In the 1800s, the federal government divided tribal-owned land into smaller parcels and handed them out to individual American Indians. That land was placed in a trust and leased to settlers who then used the land for logging, mining and oil drilling. The royalties weren’t always shared with the American Indian landowners.
In 1996, Eloise Cobell sued the Interior Department. A settlement was reached in 2009 and approved by Congress and signed by President Obama in 2010. Part of that settlement was a $1.9 billion land buy-back program. Interior Deputy Secretary Michael Connor recently gave an update on the program.
The federal government has paid $900 million so far to willing American Indians as part of the Land Buy-Back Program. Connor said it's an effort to help tribes — mostly in the West — consolidate their fractionated parcels of land and restore tribal sovereignty.
“Consolidation of tribal land has allowed the program to restore the equivalent of nearly 1.7 million acres of land to tribal government,” Connor said. “Tribal ownership is now greater than 50 percent in 11,000 separate tracts of land.”
The Interior Department has made agreements with 37 tribal nations including the Navajo, Hopi and Tohono O’odham. Tribal governments decide what to do with the now consolidated land.
The Crow Nation is building a new water plant in Montana.
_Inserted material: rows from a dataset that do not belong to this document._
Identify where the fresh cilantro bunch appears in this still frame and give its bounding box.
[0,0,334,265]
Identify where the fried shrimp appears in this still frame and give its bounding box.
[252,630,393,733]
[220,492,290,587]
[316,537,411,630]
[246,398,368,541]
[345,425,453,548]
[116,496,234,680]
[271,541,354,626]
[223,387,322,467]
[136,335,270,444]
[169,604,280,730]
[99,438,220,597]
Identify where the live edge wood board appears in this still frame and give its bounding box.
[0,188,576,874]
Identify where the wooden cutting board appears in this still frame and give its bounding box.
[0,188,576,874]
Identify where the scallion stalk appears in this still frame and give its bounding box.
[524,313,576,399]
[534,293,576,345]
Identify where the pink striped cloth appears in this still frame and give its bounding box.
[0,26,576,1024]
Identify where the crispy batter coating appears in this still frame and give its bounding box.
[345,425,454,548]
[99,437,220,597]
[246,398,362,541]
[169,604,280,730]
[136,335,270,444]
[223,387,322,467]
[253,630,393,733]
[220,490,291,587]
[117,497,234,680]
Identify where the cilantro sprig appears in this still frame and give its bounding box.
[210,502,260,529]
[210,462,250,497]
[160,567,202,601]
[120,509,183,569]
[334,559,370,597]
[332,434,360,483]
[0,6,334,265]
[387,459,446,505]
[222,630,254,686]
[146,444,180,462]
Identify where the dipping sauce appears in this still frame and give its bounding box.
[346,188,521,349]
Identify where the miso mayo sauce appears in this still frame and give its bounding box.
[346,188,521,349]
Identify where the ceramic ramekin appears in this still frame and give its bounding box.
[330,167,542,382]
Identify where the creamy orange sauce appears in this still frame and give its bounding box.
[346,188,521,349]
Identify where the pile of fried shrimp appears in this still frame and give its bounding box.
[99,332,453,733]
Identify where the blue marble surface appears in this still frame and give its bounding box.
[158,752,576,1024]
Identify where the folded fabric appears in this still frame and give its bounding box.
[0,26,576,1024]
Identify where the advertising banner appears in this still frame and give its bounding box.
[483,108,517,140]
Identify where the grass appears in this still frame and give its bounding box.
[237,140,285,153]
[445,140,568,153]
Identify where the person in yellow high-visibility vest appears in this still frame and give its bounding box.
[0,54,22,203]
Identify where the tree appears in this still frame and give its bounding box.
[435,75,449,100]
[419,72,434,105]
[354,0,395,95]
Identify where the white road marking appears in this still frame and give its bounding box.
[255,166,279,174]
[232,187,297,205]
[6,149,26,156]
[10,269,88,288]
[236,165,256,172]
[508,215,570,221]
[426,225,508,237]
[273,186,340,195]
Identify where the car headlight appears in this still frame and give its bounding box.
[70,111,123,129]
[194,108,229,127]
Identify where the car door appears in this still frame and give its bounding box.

The Spirit Lake Tribe in North Dakota is building affordable housing and expanding their grazing area for buffalo.
Connor said the agency is reaching its program goals but fractionated land is an ongoing issue.
“Fractionation will continue to be an extremely complicated ongoing problem in the long term,” Connor said. “We know and we’ve known from the start that the consolidation fund created by the Cobell settlement will not be sufficient to purchase all fractionated interests across Indian Country.”
Interior Secretary Sally Jewell has directed the Oversight Board to analyze options to extend the program’s life. The agency will have a listening session with tribal leaders to discuss long-term management of trust land in the spring of 2017.